OPV2V: An Open Benchmark Dataset and Fusion Pipeline for Perception with Vehicle-to-Vehicle Communication
This work addresses the problem of developing and assessing cooperative perception technologies for self-driving vehicles, providing a foundational dataset and benchmark, though it is incremental in advancing existing fusion methods.
The authors tackled the lack of an open dataset for benchmarking cooperative perception in self-driving technology by creating OPV2V, a large-scale simulated dataset with over 70 scenes and 232,913 annotated 3D vehicle bounding boxes, and they proposed an Attentive Intermediate Fusion pipeline that achieves outstanding performance with high compression rates.

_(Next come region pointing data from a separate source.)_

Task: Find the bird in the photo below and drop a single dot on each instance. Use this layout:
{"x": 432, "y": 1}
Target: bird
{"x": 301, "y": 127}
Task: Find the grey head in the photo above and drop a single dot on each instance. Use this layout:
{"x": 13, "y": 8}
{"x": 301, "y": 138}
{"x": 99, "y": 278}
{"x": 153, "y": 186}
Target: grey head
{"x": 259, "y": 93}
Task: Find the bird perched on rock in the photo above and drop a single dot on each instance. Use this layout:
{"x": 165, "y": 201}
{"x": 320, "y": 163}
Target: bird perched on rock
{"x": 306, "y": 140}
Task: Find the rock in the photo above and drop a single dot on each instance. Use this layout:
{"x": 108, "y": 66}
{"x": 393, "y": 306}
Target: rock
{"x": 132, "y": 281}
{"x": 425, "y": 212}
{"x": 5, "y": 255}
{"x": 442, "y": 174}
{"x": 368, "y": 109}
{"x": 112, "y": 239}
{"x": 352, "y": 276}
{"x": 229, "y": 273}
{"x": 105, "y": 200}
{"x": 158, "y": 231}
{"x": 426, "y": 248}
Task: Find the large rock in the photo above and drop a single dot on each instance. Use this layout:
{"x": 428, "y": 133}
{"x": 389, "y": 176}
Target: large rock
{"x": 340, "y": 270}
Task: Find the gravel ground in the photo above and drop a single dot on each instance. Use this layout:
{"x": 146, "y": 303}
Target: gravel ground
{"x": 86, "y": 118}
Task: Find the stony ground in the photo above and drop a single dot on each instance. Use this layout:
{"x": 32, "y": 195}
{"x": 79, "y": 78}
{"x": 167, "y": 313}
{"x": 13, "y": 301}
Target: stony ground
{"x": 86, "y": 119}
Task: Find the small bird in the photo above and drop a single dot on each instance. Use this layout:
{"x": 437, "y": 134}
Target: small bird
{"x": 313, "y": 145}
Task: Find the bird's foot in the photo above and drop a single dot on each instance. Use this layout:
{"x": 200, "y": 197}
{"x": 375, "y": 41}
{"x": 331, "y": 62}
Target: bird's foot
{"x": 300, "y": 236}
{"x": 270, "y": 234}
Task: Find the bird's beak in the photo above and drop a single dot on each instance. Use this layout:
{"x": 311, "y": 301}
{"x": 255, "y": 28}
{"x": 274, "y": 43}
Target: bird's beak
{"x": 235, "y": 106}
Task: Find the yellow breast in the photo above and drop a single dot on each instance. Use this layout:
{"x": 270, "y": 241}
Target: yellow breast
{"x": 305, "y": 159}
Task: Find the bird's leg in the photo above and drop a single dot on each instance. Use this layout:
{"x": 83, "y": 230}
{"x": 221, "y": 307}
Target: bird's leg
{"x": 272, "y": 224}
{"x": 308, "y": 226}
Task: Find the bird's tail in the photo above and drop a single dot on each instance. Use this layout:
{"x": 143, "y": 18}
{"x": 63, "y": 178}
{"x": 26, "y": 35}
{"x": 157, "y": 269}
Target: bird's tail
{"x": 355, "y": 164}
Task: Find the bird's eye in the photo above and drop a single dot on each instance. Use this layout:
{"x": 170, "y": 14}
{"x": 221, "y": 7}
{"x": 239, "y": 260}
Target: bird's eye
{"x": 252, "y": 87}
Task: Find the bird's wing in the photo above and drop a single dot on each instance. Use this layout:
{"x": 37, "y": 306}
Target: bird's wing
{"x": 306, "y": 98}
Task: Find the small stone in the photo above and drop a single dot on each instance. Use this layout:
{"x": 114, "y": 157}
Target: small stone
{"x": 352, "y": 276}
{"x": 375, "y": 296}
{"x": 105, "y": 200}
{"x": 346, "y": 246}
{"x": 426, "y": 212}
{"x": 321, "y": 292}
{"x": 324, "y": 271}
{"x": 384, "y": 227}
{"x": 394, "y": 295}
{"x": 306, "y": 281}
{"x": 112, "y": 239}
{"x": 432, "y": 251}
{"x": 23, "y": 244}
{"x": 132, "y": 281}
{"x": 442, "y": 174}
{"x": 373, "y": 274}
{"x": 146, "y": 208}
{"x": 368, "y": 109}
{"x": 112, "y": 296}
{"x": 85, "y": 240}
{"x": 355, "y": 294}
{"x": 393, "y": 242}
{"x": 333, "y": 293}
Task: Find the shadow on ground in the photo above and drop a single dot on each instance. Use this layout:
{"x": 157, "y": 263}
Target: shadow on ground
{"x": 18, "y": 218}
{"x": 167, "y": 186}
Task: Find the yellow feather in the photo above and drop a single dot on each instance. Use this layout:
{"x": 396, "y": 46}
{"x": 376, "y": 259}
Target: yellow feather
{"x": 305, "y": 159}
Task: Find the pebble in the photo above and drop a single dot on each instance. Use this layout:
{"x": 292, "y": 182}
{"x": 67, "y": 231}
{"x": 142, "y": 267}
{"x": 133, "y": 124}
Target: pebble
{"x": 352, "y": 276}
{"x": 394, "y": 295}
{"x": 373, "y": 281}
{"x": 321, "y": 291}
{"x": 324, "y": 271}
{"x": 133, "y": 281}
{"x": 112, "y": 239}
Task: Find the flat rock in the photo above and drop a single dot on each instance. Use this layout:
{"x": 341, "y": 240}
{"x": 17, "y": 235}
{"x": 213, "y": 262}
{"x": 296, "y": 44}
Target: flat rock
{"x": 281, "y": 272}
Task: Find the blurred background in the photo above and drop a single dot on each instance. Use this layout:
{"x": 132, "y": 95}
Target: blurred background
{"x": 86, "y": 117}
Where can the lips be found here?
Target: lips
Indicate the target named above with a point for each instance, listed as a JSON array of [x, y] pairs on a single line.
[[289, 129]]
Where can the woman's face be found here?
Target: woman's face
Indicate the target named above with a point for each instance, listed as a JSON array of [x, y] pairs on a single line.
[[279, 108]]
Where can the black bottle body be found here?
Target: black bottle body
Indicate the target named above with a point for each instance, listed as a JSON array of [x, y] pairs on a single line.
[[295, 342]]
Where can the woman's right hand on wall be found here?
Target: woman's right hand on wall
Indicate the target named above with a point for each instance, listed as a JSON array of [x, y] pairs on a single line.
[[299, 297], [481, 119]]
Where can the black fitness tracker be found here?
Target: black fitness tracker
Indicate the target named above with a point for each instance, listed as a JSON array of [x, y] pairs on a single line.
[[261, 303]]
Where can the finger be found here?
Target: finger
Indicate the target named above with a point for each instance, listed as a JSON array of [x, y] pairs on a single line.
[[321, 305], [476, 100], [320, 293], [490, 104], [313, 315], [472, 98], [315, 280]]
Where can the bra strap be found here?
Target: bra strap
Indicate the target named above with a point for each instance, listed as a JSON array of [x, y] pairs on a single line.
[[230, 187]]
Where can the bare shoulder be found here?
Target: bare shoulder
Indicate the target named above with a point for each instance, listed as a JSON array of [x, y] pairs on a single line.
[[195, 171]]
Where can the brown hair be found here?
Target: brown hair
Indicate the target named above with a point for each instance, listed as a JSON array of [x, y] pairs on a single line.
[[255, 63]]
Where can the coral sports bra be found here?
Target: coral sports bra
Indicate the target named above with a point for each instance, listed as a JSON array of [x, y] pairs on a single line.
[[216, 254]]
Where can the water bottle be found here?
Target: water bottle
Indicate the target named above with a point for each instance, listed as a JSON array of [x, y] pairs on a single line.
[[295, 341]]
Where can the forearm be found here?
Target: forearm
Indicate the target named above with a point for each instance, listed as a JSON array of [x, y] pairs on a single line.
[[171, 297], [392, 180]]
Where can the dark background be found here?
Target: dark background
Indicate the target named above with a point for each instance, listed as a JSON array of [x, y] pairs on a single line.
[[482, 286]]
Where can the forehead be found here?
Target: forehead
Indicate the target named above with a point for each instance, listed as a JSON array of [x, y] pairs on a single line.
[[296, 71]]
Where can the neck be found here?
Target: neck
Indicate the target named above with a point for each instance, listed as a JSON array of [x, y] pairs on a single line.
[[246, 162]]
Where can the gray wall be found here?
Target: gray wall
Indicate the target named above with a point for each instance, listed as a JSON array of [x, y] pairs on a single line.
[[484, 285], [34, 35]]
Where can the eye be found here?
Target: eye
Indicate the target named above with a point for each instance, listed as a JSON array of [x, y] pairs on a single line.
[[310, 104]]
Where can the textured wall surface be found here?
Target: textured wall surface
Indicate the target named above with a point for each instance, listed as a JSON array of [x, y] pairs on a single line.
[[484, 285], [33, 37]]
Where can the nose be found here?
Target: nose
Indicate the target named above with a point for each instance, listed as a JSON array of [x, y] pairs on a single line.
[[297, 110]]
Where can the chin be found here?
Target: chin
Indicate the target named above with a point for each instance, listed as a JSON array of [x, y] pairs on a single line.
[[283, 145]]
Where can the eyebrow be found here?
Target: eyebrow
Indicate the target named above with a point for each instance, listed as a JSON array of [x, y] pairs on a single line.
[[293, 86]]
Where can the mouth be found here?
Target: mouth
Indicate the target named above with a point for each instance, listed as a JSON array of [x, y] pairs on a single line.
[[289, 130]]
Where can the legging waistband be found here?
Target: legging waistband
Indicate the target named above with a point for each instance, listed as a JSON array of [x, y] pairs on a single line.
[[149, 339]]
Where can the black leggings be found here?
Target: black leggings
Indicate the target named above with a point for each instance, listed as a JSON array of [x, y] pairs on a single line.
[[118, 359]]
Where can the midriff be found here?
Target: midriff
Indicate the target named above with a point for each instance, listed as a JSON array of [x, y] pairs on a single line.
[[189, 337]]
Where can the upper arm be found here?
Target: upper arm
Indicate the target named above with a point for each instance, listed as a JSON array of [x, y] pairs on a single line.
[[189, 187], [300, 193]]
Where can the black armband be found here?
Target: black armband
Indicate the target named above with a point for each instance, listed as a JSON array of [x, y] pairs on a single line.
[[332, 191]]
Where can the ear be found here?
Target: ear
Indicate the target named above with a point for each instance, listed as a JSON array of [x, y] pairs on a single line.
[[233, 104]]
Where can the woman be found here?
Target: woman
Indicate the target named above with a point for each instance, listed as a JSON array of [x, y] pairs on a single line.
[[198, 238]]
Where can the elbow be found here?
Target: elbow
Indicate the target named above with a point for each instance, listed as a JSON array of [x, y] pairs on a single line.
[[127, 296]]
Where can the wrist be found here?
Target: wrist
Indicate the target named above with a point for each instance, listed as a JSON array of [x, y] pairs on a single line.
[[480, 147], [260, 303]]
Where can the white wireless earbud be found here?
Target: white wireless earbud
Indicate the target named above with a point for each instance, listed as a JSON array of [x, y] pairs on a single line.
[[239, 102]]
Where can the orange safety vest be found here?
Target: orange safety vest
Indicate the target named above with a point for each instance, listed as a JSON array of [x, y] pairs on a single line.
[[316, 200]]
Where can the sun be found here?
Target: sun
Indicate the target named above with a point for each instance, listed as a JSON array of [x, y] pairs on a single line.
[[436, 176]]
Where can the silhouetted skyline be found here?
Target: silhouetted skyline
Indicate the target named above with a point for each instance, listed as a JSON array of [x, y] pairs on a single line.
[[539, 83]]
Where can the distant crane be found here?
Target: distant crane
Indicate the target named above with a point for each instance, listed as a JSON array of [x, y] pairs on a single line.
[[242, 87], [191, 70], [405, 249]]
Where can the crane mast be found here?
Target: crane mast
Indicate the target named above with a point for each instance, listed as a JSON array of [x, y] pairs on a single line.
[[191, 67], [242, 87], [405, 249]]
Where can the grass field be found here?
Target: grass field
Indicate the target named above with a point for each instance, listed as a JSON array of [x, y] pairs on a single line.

Employing Vehicle-to-Vehicle communication to enhance perception performance in self-driving technology has attracted considerable attention recently; however, the absence of a suitable open dataset for benchmarking algorithms has made it difficult to develop and assess cooperative perception technologies. To this end, we present the first large-scale open simulated dataset for Vehicle-to-Vehicle perception. It contains over 70 interesting scenes, 11,464 frames, and 232,913 annotated 3D vehicle bounding boxes, collected from 8 towns in CARLA and a digital town of Culver City, Los Angeles. We then construct a comprehensive benchmark with a total of 16 implemented models to evaluate several information fusion strategies~(i.e. early, late, and intermediate fusion) with state-of-the-art LiDAR detection algorithms. Moreover, we propose a new Attentive Intermediate Fusion pipeline to aggregate information from multiple connected vehicles. Our experiments show that the proposed pipeline can be easily integrated with existing 3D LiDAR detectors and achieve outstanding performance even with large compression rates. To encourage more researchers to investigate Vehicle-to-Vehicle perception, we will release the dataset, benchmark methods, and all related codes in https://mobility-lab.seas.ucla.edu/opv2v/.